The European Court of Human Rights (ECHR) has ruled finally that UK prisoners must given the right to vote under UK law. The UK government has now exhausted its appeal avenues, with the ECHR dismissing the UK government's request for an appeal against its original decision made in October 2005.
As a result, the UK has six months in which it must draw up proposals to end the ban on prisoners voting.
The ban has been in place in the UK since 1870. It is considered by many citizens and politicians alike as a principle of fundamental importance.

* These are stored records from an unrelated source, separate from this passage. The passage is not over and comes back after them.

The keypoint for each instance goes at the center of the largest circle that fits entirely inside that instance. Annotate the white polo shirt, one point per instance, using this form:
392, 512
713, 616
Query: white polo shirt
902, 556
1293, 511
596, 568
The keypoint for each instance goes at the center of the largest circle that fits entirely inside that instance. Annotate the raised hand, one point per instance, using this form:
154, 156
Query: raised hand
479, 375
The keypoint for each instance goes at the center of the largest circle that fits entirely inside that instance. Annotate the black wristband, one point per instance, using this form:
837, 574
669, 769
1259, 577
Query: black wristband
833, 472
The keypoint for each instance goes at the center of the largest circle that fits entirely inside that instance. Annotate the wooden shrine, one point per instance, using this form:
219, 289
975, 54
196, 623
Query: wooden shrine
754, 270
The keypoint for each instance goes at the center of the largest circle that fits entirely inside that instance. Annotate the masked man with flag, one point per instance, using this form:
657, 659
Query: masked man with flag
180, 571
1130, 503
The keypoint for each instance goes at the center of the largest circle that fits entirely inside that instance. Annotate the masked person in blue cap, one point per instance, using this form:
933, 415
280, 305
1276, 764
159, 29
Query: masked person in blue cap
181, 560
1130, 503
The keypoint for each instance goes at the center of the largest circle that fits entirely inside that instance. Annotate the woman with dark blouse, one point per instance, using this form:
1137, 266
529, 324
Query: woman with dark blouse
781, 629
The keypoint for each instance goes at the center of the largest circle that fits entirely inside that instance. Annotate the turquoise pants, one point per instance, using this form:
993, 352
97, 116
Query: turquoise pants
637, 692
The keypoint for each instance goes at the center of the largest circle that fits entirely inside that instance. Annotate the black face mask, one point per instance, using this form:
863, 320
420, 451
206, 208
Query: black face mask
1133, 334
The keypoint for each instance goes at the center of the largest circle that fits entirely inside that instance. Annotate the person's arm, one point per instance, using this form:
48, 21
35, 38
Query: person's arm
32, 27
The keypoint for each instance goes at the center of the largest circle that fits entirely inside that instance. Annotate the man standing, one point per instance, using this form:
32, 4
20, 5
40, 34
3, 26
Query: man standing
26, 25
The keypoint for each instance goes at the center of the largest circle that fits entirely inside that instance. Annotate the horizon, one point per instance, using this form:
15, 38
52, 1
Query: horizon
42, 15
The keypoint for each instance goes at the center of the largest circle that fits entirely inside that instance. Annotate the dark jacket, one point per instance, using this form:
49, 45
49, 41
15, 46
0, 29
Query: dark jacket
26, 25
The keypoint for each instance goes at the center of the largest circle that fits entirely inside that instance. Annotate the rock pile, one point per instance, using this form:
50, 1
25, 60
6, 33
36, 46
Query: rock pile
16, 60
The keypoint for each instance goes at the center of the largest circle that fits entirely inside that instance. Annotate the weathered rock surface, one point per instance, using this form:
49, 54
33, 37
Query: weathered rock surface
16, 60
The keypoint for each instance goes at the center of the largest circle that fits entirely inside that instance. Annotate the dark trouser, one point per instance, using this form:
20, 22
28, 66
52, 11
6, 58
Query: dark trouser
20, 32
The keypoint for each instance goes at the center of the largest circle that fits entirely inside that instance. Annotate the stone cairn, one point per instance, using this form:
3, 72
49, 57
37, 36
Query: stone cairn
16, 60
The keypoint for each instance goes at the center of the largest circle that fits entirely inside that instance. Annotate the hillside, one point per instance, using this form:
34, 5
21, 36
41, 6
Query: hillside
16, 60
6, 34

The right of prisoners to vote has been continually litigated in the UK and the EU since the 2001 High Court case in which John Hirst, a convicted murderer, sued the UK government over the ban and lost. He subsequently went on to win in the ECHR in 2004 and on appeal in 2006.
The ECHR has not ruled that all UK prisoners must be given voting rights. Rather, it has ruled that the UK cannot impose a blanket ban on all prisoners exercising the right to vote. A blanket ban, the ECHR said, is contrary to the European Convention on Human Rights.
The litigation has resulted in heated debates on whether the ban should be lifted from some types of prisoners but not others, in order to satisfy the ECHR ruling. Members of Parliament earlier this year considered lifting the ban from prisoners serving less than one year, up from the four years proposed previously.
The implications of the ECHR ruling could be significant. It has been more than five years since the ECHR made its ruling, in which time the UK government has failed to implement the ruling. The UK government will now face the prospect of paying compensation to more than 2,500 prisoners who, have officially complained about being unlawfully disenfranchised.
The ECHR's decision last year resulted in two UK prisoners being awarded €5,000 for what was deemed to be a breach of their human rights in being unable to vote. The costs to UK taxpayers for continued non-compliance with the ECHR's ruling could be significant.